Self-information: a measure of information in such a way that likely events have low information content, less likely events have higher information content and independent events have additive information:

\[ I(x) = - log_eP(x) \]

such that for \(P(x) \rightarrow 0\) (unlikely event), \(I \rightarrow \infty\) and for \(P(x) \rightarrow 1\) (likely event), \(I \rightarrow 0\).

Shannon entropy: extension of self-information to continuous variables, representing the expected amount of information in an event \(x\) drawn from a probability $P:

\[ H(x) = E_{x \sim P} [I(x)] = - E_{x \sim P} [log_eP(x)] \]

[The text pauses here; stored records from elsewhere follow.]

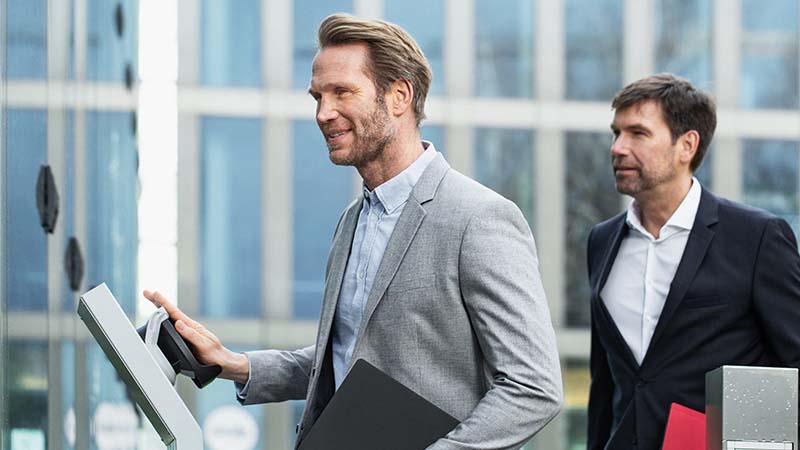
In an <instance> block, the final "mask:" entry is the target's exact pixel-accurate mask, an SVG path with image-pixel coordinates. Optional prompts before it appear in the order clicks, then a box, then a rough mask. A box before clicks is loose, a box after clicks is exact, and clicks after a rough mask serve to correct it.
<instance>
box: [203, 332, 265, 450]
mask: <svg viewBox="0 0 800 450" xmlns="http://www.w3.org/2000/svg"><path fill="white" fill-rule="evenodd" d="M232 350H233V351H235V352H245V351H250V350H254V349H252V348H241V347H238V348H236V347H234V348H232ZM196 417H197V423H198V424H200V427H201V428H202V430H203V440H204V441H205V446H206V448H209V449H226V448H236V449H239V450H254V449H257V448H266V447H265V446H264V444H263V442H266V441H267V439H265V436H261V430H262V429H263V424H264V406H261V405H258V406H247V407H244V406H242V405H240V404H239V402H238V401H237V400H236V395H235V394H234V390H233V389H232V386H231V384H230V383H229V382H226V381H223V380H217V381H216V382H213V383H211V384H209V385H208V386H206V387H204V388H203V389H202V390H200V391H197V416H196ZM266 438H268V437H266Z"/></svg>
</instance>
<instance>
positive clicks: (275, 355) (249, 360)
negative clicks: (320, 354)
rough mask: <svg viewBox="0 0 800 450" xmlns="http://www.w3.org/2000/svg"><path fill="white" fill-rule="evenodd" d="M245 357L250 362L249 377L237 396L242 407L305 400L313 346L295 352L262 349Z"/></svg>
mask: <svg viewBox="0 0 800 450" xmlns="http://www.w3.org/2000/svg"><path fill="white" fill-rule="evenodd" d="M245 355H247V359H248V361H249V363H250V378H249V380H248V381H247V385H246V386H245V388H244V390H242V391H240V392H239V393H238V395H237V397H238V398H239V401H240V402H241V403H242V404H244V405H252V404H256V403H271V402H282V401H286V400H303V399H305V398H306V391H307V390H308V381H309V375H310V373H311V365H312V364H313V363H314V346H313V345H312V346H309V347H305V348H301V349H299V350H295V351H284V350H261V351H255V352H247V353H245ZM237 387H239V386H237Z"/></svg>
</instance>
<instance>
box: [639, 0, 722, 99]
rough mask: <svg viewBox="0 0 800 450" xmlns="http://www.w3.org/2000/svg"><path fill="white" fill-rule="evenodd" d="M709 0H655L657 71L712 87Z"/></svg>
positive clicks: (710, 40) (710, 4)
mask: <svg viewBox="0 0 800 450" xmlns="http://www.w3.org/2000/svg"><path fill="white" fill-rule="evenodd" d="M711 6H712V5H711V0H656V1H655V4H654V5H653V8H654V11H655V53H656V67H657V71H658V72H671V73H674V74H676V75H678V76H681V77H684V78H688V79H689V80H690V81H691V82H692V83H693V84H694V85H695V86H697V87H699V88H701V89H706V90H708V89H710V88H712V87H713V86H712V81H713V79H712V77H711V63H712V61H711V32H712V29H713V28H712V20H711Z"/></svg>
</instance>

Kullback-Leibler divergence: extension of entropy to 2 variables with probability \(P\) and \(Q\), respectively. It is used to measure their distance

\[ D_{KL}(P||Q) = E_{x \sim P} [log\frac{P(x)}{Q(x)}] = E_{x \sim P} [logP(x)-logQ(x)] = E_{x \sim P} [logP(x)] -E_{x \sim P}[logQ(x)] \]

which is \(D_{KL}(P||Q)=0\) only when \(P=Q\) and grows the further away the two probabilities are. Finally, note that this is not a real distance in that \(D_{KL}(P||Q) \neq D_{KL}(Q|| P)\) (non-symmetric), therefore the direction matter and it must be chosen wisely when devising optimization schemes with KL divergence in the loss function as we will discuss in more details later.